The strategy has meant Labour’s messaging since entering government has focussed relentlessly on exposing and deriding Conservative malgovernance. But where in this formula, so trusted by Labour, does one incorporate the hope and possibility that a new government should almost necessarily inspire? In this regard, the consensus in Westminster is that Labour’s emphasis on anti-Tory admonishment has actually crowded out its messaging around the improvements Starmer intends to pursue.
That brings us to the announcements today on the NHS, which could well point to the political equilibrium Labour’s messaging should embrace.
Labour’s NHS reforms focus on three so-called “shifts”. The government plans to move from an analogue to a digital NHS (technology); shift more care from hospitals to communities (primary care); and move from sickness to prevention. Speaking this morning, Starmer said the NHS faces the “worst crisis in its history”. But, the prime minister added, “Together we can build a healthcare system that puts patients first and delivers the care everyone deserves.”
However, Labour’s approach to the NHS is best relayed by Wes Streeting, ever the government’s most effective communicator. Launching the new public consultation today, the health secretary insisted: “Our NHS is broken, but not beaten”. And so Labour plans to fix it.

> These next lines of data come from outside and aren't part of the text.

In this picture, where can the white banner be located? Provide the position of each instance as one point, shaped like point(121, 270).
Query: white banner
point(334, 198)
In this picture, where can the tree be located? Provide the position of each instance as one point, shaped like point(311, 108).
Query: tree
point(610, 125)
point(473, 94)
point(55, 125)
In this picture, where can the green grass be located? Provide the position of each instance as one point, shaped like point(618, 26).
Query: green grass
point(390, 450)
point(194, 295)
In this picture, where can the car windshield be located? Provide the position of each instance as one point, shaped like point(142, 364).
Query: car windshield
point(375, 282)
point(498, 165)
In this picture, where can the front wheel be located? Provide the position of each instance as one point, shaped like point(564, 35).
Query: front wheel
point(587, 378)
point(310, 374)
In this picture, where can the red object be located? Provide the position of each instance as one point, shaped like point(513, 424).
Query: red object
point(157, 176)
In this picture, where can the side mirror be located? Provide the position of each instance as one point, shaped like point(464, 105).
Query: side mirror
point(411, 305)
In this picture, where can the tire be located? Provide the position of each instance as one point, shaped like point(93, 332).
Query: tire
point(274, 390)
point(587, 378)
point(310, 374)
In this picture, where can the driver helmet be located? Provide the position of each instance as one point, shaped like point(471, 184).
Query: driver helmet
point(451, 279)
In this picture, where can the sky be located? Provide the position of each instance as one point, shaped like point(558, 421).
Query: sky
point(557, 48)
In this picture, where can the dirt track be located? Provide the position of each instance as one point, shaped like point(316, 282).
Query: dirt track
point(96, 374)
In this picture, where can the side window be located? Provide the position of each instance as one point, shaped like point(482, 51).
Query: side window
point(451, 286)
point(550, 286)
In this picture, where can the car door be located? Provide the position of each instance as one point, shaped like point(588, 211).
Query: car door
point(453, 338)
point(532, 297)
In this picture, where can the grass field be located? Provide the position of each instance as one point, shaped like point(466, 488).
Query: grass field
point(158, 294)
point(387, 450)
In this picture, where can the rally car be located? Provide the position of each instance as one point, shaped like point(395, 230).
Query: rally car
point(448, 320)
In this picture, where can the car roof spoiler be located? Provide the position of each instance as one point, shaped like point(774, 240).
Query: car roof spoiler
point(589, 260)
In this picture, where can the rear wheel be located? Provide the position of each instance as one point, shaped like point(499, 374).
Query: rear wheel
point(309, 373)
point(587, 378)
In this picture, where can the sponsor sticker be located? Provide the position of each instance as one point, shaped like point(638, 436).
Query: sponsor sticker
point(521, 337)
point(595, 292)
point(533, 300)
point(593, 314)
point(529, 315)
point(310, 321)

For months, Labour has repeatedly said it will not plough more money into the health service without first instituting reforms. But recent reports indicate the NHS will, after all, be handed a real-terms funding increase at the upcoming budget.
In this way, Downing Street intends to foreground Labour’s approach to the NHS at its budget — using it to, one, act as a ballast to the government’s “black hole”-heavy messaging and, second, justify the “tough decisions” therein announced.
After months of unsteadiness, it suggests Labour and Starmer are learning to strike a better, more sustainable political balance.